Division of Cardiology, Department of Medicine, Bakar Computational Health Sciences Institute, University of California San Francisco, San Francisco, California, United States of America.
Division of Cardiology, Department of Medicine, Department of Radiology, Bakar Computational Health Sciences Institute, Computational Precision Health Graduate Program, Center for Intelligent Imaging, Biological and Medical Informatics Graduate Program, Chan Zuckerberg Biohub Intercampus Research Award Investigator, University of California San Francisco, San Francisco, California, United States of America.
PLoS One. 2023 Mar 23;18(3):e0282532. doi: 10.1371/journal.pone.0282532. eCollection 2023.

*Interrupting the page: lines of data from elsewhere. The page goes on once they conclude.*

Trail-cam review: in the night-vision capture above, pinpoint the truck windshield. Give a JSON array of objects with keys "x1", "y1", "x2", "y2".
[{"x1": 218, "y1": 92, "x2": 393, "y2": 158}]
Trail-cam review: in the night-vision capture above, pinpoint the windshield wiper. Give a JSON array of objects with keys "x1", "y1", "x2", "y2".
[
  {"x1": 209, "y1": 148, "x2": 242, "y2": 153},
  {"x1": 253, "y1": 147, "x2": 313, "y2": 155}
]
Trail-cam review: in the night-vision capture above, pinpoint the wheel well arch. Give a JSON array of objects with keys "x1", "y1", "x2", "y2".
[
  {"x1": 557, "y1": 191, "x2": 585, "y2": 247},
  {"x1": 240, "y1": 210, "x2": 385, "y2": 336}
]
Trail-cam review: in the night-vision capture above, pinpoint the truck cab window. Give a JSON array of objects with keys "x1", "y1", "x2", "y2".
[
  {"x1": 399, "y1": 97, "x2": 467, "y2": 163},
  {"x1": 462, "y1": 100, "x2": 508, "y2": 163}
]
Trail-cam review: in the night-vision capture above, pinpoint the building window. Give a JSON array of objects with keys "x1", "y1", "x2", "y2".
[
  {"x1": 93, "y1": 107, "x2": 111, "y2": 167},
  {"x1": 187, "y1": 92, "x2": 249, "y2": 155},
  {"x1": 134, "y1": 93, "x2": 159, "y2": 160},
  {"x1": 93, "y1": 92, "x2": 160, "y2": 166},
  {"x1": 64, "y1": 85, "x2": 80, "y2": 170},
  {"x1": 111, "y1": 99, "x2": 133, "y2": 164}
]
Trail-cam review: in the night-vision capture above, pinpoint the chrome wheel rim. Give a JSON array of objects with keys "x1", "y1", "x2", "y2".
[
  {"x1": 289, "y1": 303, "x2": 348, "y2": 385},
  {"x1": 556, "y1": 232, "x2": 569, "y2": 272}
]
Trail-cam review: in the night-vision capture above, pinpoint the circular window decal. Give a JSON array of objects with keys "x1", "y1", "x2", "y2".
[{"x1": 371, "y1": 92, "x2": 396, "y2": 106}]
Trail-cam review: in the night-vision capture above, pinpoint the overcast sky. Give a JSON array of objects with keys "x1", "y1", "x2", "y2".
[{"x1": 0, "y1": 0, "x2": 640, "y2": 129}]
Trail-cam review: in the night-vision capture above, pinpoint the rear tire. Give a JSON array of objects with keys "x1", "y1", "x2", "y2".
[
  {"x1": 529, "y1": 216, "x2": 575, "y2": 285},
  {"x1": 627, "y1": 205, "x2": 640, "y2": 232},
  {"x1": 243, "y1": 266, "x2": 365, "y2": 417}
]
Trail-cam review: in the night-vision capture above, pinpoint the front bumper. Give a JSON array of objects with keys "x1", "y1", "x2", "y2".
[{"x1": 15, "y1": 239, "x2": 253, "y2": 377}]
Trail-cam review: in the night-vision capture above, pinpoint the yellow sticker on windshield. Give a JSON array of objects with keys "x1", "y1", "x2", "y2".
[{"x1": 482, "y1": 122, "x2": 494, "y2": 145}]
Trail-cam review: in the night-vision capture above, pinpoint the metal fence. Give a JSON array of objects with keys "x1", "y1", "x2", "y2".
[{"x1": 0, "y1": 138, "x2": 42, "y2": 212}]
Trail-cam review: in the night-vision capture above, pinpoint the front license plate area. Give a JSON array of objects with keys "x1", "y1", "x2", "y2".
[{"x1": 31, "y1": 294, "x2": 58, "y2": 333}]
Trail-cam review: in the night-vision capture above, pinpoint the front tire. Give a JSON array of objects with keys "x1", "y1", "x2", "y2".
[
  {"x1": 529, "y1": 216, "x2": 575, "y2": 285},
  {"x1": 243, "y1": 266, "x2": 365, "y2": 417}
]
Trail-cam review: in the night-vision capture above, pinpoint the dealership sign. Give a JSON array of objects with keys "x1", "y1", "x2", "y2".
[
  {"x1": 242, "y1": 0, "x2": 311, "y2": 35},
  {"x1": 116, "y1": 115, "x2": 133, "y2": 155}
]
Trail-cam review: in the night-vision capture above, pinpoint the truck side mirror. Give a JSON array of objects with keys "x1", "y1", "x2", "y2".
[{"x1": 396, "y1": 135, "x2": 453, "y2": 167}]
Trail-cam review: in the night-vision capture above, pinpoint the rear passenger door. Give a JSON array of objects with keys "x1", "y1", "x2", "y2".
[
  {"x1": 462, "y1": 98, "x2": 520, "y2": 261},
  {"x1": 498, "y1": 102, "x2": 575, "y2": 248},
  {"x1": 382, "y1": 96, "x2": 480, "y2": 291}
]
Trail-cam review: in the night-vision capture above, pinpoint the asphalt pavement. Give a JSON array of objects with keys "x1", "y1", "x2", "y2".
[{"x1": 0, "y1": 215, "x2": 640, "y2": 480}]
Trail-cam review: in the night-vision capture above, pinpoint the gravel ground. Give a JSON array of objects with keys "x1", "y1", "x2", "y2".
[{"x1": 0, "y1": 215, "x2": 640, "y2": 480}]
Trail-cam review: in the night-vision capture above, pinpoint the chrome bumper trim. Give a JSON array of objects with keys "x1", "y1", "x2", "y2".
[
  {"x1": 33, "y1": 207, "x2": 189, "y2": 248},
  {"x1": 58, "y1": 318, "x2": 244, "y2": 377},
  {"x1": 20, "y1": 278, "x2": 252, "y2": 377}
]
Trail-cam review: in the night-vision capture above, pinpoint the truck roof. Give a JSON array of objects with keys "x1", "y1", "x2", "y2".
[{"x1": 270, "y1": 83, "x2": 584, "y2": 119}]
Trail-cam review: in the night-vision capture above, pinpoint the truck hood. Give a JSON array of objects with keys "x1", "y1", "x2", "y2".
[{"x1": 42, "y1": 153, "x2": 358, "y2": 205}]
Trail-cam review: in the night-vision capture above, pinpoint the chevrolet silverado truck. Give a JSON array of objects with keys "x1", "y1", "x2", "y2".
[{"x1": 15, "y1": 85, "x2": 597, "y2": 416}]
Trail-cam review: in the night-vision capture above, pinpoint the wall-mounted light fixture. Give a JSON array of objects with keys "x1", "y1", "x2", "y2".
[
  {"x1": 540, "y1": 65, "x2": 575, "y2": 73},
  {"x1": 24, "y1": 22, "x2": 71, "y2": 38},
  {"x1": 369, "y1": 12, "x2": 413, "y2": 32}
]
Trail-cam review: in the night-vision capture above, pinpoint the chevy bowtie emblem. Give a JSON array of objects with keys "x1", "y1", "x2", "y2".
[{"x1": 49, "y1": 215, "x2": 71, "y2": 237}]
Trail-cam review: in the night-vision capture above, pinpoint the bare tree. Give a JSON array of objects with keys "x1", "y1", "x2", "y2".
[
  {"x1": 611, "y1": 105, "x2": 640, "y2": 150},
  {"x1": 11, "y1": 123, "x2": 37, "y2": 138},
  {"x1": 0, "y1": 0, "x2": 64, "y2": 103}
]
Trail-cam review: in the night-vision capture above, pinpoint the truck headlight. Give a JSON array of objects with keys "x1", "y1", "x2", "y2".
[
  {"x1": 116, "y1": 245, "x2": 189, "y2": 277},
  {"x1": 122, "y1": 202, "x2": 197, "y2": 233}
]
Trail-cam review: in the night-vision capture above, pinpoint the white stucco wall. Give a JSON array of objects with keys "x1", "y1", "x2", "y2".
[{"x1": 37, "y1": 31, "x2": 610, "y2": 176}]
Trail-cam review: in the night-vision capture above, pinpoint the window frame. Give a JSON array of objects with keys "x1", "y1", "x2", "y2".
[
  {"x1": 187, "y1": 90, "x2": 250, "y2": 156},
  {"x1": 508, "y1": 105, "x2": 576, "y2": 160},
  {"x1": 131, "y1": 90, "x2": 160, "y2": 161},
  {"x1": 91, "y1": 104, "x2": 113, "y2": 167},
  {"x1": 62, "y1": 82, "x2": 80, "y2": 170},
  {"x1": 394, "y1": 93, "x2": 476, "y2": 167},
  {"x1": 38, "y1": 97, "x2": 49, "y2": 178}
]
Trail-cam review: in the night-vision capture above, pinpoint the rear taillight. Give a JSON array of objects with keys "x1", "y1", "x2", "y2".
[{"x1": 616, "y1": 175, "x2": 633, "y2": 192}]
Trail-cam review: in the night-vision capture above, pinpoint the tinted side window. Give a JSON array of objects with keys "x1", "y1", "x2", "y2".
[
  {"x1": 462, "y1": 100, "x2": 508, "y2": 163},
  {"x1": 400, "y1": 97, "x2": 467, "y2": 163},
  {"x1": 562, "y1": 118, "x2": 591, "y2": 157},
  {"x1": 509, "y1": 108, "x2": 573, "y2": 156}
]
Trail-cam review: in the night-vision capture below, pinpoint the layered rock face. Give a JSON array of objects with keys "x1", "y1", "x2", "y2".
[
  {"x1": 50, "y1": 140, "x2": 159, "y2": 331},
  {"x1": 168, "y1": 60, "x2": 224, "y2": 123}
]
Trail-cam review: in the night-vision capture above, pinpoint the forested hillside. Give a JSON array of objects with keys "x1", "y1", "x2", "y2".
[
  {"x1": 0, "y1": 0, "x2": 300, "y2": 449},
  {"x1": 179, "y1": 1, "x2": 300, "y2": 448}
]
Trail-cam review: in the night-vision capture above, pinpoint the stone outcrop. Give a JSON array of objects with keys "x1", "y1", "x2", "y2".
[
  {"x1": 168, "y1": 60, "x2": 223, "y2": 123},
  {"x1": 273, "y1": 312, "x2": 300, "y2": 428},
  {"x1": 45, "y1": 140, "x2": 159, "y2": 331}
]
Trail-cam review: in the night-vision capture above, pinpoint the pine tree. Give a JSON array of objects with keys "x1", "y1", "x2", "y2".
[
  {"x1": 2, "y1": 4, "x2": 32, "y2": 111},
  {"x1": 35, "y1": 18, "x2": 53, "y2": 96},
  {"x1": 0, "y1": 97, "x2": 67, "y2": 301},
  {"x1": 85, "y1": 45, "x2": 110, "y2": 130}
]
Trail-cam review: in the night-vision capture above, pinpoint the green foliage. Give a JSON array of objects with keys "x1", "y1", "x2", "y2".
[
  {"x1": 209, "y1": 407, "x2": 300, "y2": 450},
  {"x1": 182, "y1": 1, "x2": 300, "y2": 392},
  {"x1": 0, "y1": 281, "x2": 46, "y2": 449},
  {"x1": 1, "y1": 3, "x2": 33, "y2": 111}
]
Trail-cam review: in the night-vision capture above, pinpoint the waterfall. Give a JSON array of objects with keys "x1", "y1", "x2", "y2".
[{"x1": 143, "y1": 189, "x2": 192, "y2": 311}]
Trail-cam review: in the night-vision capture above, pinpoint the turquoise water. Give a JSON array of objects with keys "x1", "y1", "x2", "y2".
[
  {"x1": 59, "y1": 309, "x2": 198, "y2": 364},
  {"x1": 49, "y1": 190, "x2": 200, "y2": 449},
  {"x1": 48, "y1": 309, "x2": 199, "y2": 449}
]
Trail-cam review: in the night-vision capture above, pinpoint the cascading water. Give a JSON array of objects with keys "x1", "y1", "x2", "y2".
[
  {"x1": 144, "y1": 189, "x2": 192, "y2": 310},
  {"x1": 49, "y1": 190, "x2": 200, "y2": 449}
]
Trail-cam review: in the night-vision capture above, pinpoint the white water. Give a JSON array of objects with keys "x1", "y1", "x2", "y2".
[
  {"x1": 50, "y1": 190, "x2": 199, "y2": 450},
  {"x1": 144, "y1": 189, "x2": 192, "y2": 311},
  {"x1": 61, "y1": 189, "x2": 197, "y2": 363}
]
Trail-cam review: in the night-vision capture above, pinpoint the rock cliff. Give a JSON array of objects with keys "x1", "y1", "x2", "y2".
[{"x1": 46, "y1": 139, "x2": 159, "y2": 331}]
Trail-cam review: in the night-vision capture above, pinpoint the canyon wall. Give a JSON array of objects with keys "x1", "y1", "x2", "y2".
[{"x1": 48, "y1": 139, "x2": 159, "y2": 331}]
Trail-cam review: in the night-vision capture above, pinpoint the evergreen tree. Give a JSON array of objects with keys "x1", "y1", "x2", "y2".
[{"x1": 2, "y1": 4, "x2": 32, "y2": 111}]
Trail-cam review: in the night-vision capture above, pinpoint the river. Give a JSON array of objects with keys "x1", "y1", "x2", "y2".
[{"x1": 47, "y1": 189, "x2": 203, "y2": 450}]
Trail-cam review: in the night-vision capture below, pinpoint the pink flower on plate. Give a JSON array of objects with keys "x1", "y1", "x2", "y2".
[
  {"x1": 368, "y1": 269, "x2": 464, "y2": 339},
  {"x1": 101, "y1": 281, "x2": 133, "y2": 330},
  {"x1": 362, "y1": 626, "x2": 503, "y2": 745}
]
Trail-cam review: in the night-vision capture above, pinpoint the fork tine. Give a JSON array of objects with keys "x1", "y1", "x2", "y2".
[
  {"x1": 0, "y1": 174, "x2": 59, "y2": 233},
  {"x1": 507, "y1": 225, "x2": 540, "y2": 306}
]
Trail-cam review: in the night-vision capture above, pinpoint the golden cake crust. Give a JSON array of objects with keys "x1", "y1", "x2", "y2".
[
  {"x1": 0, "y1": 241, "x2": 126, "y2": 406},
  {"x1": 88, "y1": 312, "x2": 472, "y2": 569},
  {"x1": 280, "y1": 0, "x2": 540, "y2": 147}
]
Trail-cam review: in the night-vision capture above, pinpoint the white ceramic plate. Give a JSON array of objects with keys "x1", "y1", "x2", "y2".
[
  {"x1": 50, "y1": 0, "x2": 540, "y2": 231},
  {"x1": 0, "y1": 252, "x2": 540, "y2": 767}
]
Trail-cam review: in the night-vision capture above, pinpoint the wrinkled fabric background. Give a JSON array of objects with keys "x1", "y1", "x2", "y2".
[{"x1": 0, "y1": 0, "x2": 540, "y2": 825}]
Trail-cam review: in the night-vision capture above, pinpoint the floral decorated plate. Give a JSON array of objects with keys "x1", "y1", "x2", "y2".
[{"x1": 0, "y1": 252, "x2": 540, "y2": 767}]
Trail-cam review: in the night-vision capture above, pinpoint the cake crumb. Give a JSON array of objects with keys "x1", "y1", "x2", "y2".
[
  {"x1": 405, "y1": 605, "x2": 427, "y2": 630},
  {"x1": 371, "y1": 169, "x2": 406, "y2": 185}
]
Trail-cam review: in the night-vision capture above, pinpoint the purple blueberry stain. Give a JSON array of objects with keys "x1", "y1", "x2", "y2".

While domain-specific data augmentation can be useful in training neural networks for medical imaging tasks, such techniques have not been widely used to date. Our objective was to test whether domain-specific data augmentation is useful for medical imaging using a well-benchmarked task: view classification on fetal ultrasound FETAL-125 and OB-125 datasets. We found that using a context-preserving cut-paste strategy, we could create valid training data as measured by performance of the resulting trained model on the benchmark test dataset. When used in an online fashion, models trained on this hybrid data performed similarly to those trained using traditional data augmentation (FETAL-125 F-score 85.33 ± 0.24 vs 86.89 ± 0.60, p-value 0.014; OB-125 F-score 74.60 ± 0.11 vs 72.43 ± 0.62, p-value 0.004). Furthermore, the ability to perform augmentations during training time, as well as the ability to apply chosen augmentations equally across data classes, are important considerations in designing a bespoke data augmentation. Finally, we provide open-source code to facilitate running bespoke data augmentations in an online fashion. Taken together, this work expands the ability to design and apply domain-guided data augmentations for medical imaging tasks.
虽然针对特定领域的数据增强在医学影像任务的神经网络训练中可能很有用,但到目前为止,这些技术尚未得到广泛应用。我们的目标是使用经过充分基准测试的任务来测试针对医学成像的特定领域的数据增强是否有用:在 FETAL-125 和 OB-125 数据集上进行视图分类。我们发现,通过使用上下文保留的裁剪粘贴策略,我们可以创建有效的训练数据,这可以通过对基准测试数据集上的训练模型的性能来衡量。当以在线方式使用时,在这种混合数据上训练的模型的性能与使用传统数据增强训练的模型相似(FETAL-125 F 分数 85.33 ± 0.24 与 86.89 ± 0.60,p 值 0.014;OB-125 F 分数 74.60 ± 0.11 与 72.43 ± 0.62,p 值 0.004)。此外,在训练期间执行增强的能力以及在数据类之间平等应用选定增强的能力是设计定制数据增强的重要考虑因素。最后,我们提供了开源代码,以方便以在线方式运行定制的数据增强。总之,这项工作扩展了针对医学成像任务设计和应用领域引导数据增强的能力。